This folder contains scripts to pre-train HuBERT model on Habana Gaudi device. To obtain model performance data, refer to the Habana Model Performance Data page.
For more information about training deep learning models using Gaudi, visit developer.habana.ai.
- Model-References
- Model Overview
- Setup
- Pre-training and Examples
- Supported Configurations
- Script Modifications
This directory contains sample implementations of pre-training pipeline based on HuBERT: Self-Supervised Speech Representation Learning by Masked Prediction of Hidden Units. This version is based on PyTorch Audio version v2.0.1.
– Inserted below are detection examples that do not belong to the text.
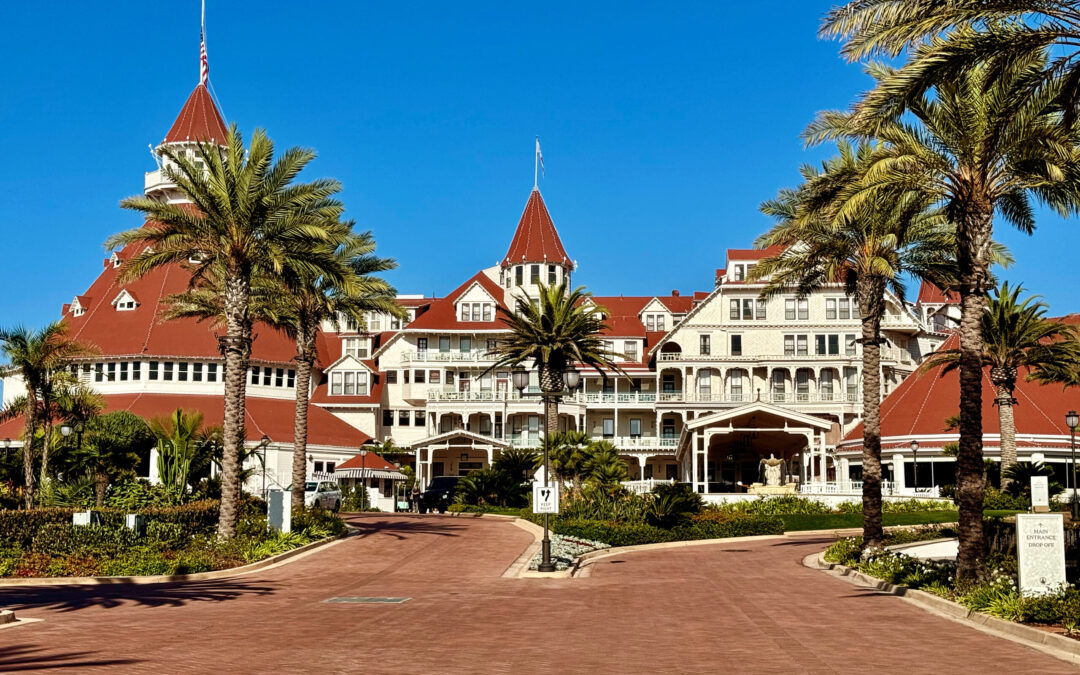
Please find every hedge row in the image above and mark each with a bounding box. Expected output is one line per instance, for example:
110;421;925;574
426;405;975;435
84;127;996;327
518;516;784;546
0;499;218;549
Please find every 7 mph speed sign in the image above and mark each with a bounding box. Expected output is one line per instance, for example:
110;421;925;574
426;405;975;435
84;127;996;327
532;483;558;513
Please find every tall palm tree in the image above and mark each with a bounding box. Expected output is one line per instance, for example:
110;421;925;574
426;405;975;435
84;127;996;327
485;282;623;447
806;56;1080;578
107;125;342;539
821;0;1080;123
922;282;1080;489
165;221;405;513
751;143;955;546
0;321;93;509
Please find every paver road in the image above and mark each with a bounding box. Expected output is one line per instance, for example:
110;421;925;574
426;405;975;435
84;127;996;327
0;514;1076;674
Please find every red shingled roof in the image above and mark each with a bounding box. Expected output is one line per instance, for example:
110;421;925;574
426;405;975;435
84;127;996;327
843;328;1080;449
0;394;372;448
918;281;960;305
165;82;229;145
502;188;570;265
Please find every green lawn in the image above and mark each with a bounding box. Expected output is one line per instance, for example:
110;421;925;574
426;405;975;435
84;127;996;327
780;511;1016;531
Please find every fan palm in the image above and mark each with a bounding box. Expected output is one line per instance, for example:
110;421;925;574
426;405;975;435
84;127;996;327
806;51;1080;577
751;143;955;546
0;321;93;509
485;283;622;447
107;125;342;539
923;282;1080;489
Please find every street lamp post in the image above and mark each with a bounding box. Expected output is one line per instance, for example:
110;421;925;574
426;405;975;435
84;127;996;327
1065;410;1080;521
511;368;581;572
912;441;919;496
360;448;367;511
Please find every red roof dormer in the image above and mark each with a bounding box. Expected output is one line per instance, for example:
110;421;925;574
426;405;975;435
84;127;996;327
165;83;229;145
502;188;571;266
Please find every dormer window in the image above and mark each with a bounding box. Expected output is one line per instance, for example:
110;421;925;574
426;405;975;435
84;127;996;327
112;291;138;312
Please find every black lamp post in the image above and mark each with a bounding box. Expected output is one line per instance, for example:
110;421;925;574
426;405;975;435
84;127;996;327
912;441;919;495
1065;410;1080;521
510;368;581;572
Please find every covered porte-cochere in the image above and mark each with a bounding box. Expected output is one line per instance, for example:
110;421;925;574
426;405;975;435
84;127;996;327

Please follow the instructions provided in the Gaudi Installation Guide
to set up the environment including the $PYTHON
environment variable.
The guide will walk you through the process of setting up your system to run the model on Gaudi.
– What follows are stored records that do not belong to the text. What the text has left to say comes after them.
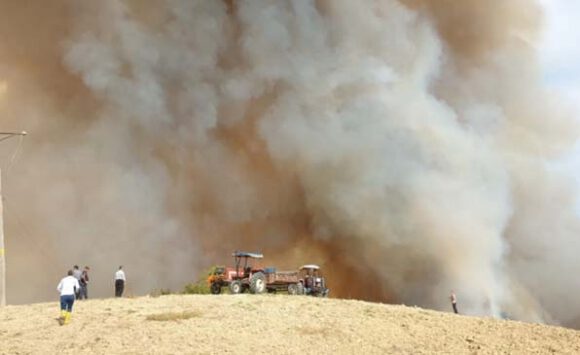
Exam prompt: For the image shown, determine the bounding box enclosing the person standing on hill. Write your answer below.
[79,266,91,300]
[56,270,80,325]
[449,291,459,314]
[115,266,126,297]
[73,265,83,299]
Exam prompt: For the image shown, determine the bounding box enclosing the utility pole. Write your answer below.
[0,132,26,307]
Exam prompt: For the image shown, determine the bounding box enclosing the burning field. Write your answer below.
[0,0,580,334]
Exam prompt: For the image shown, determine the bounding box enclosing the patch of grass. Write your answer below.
[145,311,202,322]
[149,288,173,297]
[183,281,209,295]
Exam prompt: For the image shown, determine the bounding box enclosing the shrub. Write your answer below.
[183,280,209,295]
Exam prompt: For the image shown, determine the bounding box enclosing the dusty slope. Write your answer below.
[0,295,580,354]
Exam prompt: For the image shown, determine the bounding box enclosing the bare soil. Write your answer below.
[0,295,580,354]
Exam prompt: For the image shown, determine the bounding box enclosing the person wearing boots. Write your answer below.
[56,270,80,325]
[115,266,126,297]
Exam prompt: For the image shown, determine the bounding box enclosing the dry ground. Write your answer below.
[0,295,580,354]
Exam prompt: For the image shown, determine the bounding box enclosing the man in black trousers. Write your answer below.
[115,266,127,297]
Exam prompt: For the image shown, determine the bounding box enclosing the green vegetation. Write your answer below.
[182,266,216,295]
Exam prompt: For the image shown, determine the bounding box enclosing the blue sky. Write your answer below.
[539,0,580,108]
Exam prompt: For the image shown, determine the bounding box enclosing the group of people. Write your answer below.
[56,265,126,325]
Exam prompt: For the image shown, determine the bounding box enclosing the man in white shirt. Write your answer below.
[73,265,83,300]
[56,270,80,325]
[115,266,127,297]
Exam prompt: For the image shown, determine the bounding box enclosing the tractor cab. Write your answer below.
[232,251,264,280]
[300,264,330,297]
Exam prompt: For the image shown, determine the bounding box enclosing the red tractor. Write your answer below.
[207,251,266,295]
[208,252,304,295]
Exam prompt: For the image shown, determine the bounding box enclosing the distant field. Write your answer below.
[0,295,580,354]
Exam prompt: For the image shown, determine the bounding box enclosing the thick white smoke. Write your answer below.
[0,0,580,324]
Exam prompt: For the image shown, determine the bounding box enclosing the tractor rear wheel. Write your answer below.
[209,282,222,295]
[230,280,242,295]
[250,272,266,293]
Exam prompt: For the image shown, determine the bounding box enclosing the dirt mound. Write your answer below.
[0,295,580,354]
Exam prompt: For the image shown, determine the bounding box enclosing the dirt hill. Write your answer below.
[0,295,580,354]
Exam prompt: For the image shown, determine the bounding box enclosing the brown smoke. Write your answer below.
[0,0,580,324]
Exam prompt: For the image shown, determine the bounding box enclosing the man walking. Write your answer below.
[56,270,80,325]
[449,291,459,314]
[79,266,90,300]
[115,266,126,297]
[73,265,83,299]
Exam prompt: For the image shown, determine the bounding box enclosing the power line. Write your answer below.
[0,131,27,307]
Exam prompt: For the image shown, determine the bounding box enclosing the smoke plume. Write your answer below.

In the docker container, clone this repository and switch to the branch that matches your SynapseAI version.
You can run the hl-smi
utility to determine the SynapseAI version.
git clone -b [SynapseAI version] https://github.com/HabanaAI/Model-References
Note: If the repository is not in the PYTHONPATH, make sure to update by running the below.
export PYTHONPATH=/path/to/Model-References:$PYTHONPATH
- In the docker container, go to the model directory:
cd Model-References/PyTorch/audio/hubert
- Install the required packages using pip.
pip install -r requirements.txt
Download LibriSpeech dataset.
python dataset_itr1.py --download_dir=/scratch1/hubert/itr1_data --librispeech_split 960 --cleanup
NOTE:
- The above command generates the required data under /scratch1/hubert/itr1_data/960_extract.
- Rename /scratch1/hubert/itr1_data/960_extract to /data/pytorch/wav2vec/data/LibriSpeech/train-960/, that is used as root-dir in pre-processing example commands.
The environment variables PT_HPU_AUTOCAST_LOWER_PRECISION_OPS_LIST
and PT_HPU_AUTOCAST_FP32_OPS_LIST
are set by default to enable Autocast on Gaudi. These environment variables are set with default paths when executing the script. This can be modified when providing custom lists.
The following are the default Autocast Ops files:
- PT_HPU_AUTOCAST_LOWER_PRECISION_OPS_LIST: ./ops_bf16_hubert.txt
- PT_HPU_AUTOCAST_FP32_OPS_LIST: ./ops_fp32_hubert.txt
For further details, refer to PyTorch Mixed Precision.
The Base architecture of HuBERT model requires two iterations of pre-training.
preprocess.py
generates the file list of training and validation data, trains a KMeans clustering model with either MFCC feature or the transformer layer's output from the pre-trained HuBERT model, then predict the cluster ID for each utterance as the label for masked prediction training.
Using MFCC feature to train KMeans model, see the following example:
python preprocess.py --root-dir /data/pytorch/wav2vec/data/LibriSpeech/train-960/ --feat-type mfcc --exp-dir /data/pytorch/hubert/exp --num-cluster 100
NOTE:
- Please make sure the first line in /data/pytorch/hubert/exp/data/mfcc/tsv/librispeech_train.tsv and /data/pytorch/hubert/exp/data/mfcc/tsv/librispeech_valid.tsv points to the correct directory as follows /data/pytorch/wav2vec/data/LibriSpeech/train-960/.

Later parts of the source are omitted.